As the focus now turns to development of a memorial at the nightclub site, the specifics of that plan remain unclear. Until August, the foundation had been leasing the property, which was owned by Poma, her husband and a business partner. Last week, the city purchased the property from them for $2 million.

In a statement, the foundation said it was ready to help the city complete the memorial but would not make clear whether the city had agreed to use the design developed for the foundation by outside architects. The city also did not directly address that question.

“We are committed to taking a thoughtful, collaborative approach to understand the history of the effort to create a memorial up until this point, and then working with the victims’ families and survivors to ensure there is a memorial at the Pulse site that honors the victims, those impacted by the tragedy and pays tribute to the resiliency of Orlando,” a city spokesperson said.

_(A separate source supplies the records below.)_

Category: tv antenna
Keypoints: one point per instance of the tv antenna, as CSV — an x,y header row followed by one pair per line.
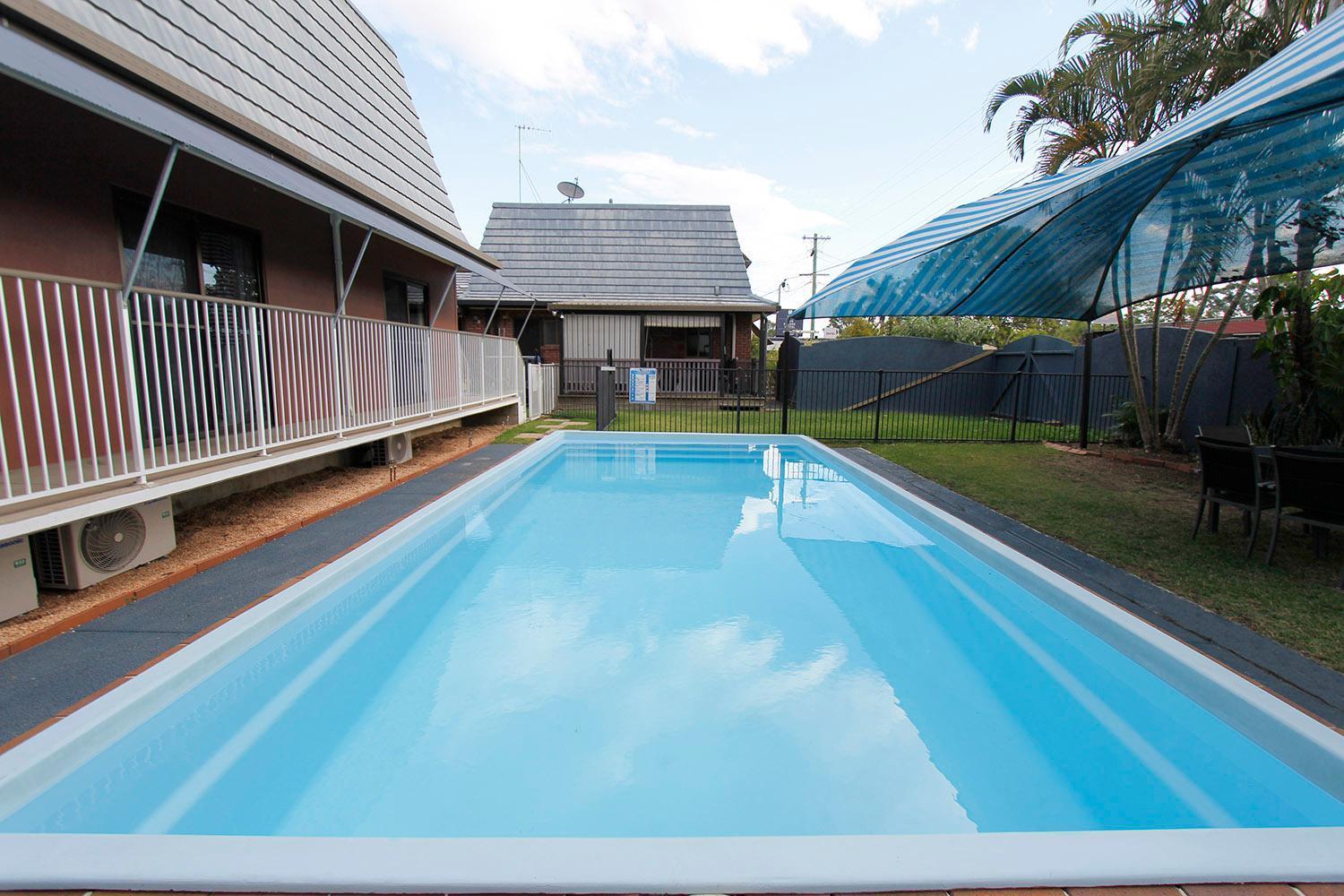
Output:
x,y
570,190
521,169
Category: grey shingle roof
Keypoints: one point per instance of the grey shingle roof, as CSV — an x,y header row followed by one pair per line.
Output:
x,y
609,255
311,78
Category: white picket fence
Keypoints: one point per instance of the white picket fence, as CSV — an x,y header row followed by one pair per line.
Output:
x,y
543,389
96,390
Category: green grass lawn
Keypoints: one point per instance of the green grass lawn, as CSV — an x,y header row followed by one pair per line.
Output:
x,y
1139,519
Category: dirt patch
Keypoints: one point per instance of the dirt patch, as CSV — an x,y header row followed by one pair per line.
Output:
x,y
220,527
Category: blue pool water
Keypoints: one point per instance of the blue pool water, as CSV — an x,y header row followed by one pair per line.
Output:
x,y
677,641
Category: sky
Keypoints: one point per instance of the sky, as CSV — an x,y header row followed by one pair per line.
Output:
x,y
854,118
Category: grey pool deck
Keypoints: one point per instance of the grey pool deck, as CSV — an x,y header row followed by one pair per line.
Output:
x,y
1281,670
45,680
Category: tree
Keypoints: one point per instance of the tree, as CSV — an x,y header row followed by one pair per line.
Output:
x,y
1304,339
1121,78
857,327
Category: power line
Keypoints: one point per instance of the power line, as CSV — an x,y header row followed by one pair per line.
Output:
x,y
521,169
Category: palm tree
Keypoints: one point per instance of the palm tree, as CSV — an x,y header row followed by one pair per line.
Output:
x,y
1139,72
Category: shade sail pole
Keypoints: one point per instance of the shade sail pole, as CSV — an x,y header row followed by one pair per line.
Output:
x,y
1085,400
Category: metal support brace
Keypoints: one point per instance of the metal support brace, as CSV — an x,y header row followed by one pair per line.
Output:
x,y
530,308
494,311
354,271
134,271
443,298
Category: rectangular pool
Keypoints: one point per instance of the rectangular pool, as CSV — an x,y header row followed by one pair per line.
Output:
x,y
676,662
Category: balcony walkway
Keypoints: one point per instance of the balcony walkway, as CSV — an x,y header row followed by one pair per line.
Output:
x,y
43,511
46,680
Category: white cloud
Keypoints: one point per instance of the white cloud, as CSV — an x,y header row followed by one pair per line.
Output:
x,y
685,129
594,118
590,46
769,225
972,38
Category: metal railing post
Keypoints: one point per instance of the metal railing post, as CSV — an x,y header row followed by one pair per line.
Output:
x,y
258,419
132,386
340,362
737,392
387,349
876,422
1085,400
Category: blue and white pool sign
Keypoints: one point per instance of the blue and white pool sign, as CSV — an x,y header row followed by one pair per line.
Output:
x,y
644,384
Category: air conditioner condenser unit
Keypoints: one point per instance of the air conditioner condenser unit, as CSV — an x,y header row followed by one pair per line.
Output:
x,y
86,552
394,449
18,587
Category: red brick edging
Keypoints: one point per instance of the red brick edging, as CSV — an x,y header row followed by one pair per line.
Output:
x,y
112,603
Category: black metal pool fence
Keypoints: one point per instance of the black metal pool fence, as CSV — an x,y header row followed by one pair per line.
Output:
x,y
924,406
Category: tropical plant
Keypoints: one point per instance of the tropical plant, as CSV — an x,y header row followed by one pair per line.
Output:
x,y
1121,78
975,331
1304,340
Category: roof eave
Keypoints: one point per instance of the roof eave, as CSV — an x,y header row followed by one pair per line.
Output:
x,y
198,102
32,61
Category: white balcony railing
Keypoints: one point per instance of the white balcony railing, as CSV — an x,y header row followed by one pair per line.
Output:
x,y
94,390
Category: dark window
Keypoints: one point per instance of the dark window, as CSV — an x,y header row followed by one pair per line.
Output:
x,y
405,300
191,253
698,343
169,260
228,263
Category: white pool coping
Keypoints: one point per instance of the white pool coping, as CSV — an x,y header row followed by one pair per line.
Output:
x,y
682,864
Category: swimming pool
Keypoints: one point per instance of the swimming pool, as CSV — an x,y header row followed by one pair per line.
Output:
x,y
639,662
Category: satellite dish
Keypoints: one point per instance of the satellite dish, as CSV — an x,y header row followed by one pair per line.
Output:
x,y
570,190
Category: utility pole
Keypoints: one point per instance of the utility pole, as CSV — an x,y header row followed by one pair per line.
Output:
x,y
816,238
521,129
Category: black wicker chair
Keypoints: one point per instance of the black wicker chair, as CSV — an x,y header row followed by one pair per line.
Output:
x,y
1239,435
1312,481
1228,473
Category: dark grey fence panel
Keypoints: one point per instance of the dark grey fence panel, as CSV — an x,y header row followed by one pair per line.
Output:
x,y
961,406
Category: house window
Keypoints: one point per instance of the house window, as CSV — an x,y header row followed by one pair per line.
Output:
x,y
405,300
698,343
191,253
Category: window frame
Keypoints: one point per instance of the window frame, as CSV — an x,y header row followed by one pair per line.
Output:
x,y
402,281
196,220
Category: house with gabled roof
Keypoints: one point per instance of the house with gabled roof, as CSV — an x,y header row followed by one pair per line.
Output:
x,y
226,252
660,287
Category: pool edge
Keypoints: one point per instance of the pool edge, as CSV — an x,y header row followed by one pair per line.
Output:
x,y
730,864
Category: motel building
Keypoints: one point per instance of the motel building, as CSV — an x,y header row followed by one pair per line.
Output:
x,y
226,257
661,287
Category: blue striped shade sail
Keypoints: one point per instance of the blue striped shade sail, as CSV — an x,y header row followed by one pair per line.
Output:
x,y
1247,185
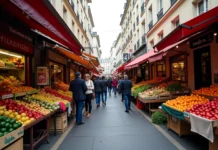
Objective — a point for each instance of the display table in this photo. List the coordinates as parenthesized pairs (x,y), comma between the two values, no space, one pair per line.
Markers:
(42,132)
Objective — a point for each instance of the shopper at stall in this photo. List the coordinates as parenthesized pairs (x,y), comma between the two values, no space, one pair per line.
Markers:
(138,79)
(126,86)
(98,90)
(114,85)
(89,95)
(109,83)
(104,93)
(79,88)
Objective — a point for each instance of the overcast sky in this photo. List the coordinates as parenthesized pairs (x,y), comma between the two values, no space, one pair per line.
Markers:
(106,15)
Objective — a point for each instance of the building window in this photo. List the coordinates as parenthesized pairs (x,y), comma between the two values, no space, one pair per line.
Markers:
(202,6)
(64,14)
(160,35)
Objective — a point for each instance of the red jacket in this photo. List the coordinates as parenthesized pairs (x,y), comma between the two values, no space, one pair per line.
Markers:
(115,83)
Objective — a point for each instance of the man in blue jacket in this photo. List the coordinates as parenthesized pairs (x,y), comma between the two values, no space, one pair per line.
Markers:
(78,87)
(125,87)
(98,90)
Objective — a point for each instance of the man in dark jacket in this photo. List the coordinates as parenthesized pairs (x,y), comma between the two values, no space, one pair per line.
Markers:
(98,90)
(104,93)
(125,87)
(78,87)
(109,84)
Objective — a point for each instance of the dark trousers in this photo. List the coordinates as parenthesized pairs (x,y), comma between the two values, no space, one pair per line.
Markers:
(88,103)
(79,108)
(127,99)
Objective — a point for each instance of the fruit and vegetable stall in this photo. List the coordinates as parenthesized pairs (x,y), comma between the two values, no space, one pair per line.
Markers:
(30,113)
(196,113)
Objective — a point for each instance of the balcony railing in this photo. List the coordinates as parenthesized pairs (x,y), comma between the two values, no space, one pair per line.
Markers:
(143,39)
(160,14)
(150,25)
(133,26)
(138,44)
(137,20)
(72,4)
(143,8)
(172,2)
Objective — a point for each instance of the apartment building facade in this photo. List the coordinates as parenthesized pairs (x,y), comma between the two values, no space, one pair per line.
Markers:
(77,15)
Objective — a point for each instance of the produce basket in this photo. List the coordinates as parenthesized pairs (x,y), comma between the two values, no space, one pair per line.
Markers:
(173,112)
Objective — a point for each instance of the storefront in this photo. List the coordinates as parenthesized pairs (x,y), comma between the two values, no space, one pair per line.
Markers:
(16,50)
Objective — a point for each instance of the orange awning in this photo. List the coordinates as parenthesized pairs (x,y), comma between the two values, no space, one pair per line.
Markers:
(78,59)
(93,59)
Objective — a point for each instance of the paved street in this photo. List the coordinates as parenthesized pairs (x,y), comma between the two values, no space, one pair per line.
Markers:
(110,128)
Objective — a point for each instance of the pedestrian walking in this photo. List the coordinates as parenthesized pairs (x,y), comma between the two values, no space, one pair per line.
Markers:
(98,90)
(125,87)
(79,88)
(89,95)
(104,93)
(114,85)
(109,83)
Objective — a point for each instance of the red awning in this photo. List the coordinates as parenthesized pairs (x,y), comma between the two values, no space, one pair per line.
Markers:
(139,60)
(40,15)
(190,27)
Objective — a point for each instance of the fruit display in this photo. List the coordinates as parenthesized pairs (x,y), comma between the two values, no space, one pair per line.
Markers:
(154,92)
(46,97)
(34,106)
(8,124)
(209,91)
(140,89)
(19,111)
(184,103)
(66,93)
(207,110)
(57,94)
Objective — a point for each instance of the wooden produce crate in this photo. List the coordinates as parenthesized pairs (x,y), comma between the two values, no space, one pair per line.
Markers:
(179,126)
(61,122)
(11,137)
(18,145)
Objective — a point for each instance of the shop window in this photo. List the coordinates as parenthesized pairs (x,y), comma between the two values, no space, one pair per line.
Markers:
(178,68)
(57,73)
(161,69)
(202,6)
(12,67)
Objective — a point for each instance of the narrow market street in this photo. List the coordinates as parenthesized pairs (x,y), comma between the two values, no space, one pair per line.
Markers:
(110,128)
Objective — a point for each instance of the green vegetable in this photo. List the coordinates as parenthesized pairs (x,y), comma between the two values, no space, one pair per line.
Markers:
(141,89)
(158,118)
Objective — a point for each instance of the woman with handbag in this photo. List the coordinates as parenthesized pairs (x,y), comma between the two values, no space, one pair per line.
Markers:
(89,95)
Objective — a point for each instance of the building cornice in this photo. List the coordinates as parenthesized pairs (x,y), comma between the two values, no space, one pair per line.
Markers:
(125,11)
(91,18)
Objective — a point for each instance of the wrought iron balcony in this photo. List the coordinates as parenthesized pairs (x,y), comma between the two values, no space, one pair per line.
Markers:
(172,2)
(143,39)
(137,20)
(138,43)
(160,14)
(150,25)
(143,8)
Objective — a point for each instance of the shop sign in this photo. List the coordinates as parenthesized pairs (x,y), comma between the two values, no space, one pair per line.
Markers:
(203,40)
(42,75)
(15,44)
(125,57)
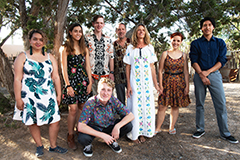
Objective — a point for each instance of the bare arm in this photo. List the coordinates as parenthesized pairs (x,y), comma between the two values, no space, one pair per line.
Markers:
(186,74)
(204,78)
(18,76)
(84,128)
(213,69)
(116,130)
(89,73)
(129,88)
(154,77)
(160,70)
(64,55)
(55,78)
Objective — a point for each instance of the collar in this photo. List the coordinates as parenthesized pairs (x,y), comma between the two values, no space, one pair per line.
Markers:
(204,39)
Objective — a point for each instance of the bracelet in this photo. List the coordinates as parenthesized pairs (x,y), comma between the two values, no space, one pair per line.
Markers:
(68,86)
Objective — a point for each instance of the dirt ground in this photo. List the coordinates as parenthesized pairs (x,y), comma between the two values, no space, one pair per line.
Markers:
(17,143)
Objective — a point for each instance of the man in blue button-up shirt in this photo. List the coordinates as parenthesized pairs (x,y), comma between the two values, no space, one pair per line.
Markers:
(208,55)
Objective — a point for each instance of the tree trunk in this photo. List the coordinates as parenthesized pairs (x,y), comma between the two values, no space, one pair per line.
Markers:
(6,73)
(61,18)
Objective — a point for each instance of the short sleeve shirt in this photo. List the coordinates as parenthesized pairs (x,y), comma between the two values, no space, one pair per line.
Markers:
(100,51)
(96,114)
(119,66)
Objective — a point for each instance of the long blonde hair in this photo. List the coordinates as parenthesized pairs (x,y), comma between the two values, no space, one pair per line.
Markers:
(135,38)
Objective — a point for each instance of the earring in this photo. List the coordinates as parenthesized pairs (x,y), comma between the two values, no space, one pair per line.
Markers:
(43,51)
(30,50)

In a statement on the scrapped museum plans, Demings said the “circumstances have taken an emotional toll on the families and survivors of the Pulse tragedy.” He said he would be scheduling a Board of County Commissioners meeting to update the commission and determine the next steps for the memorial plan.

Demings said he was also unclear about next steps for the foundation.

“The future of the organization is uncertain,” he said in his statement.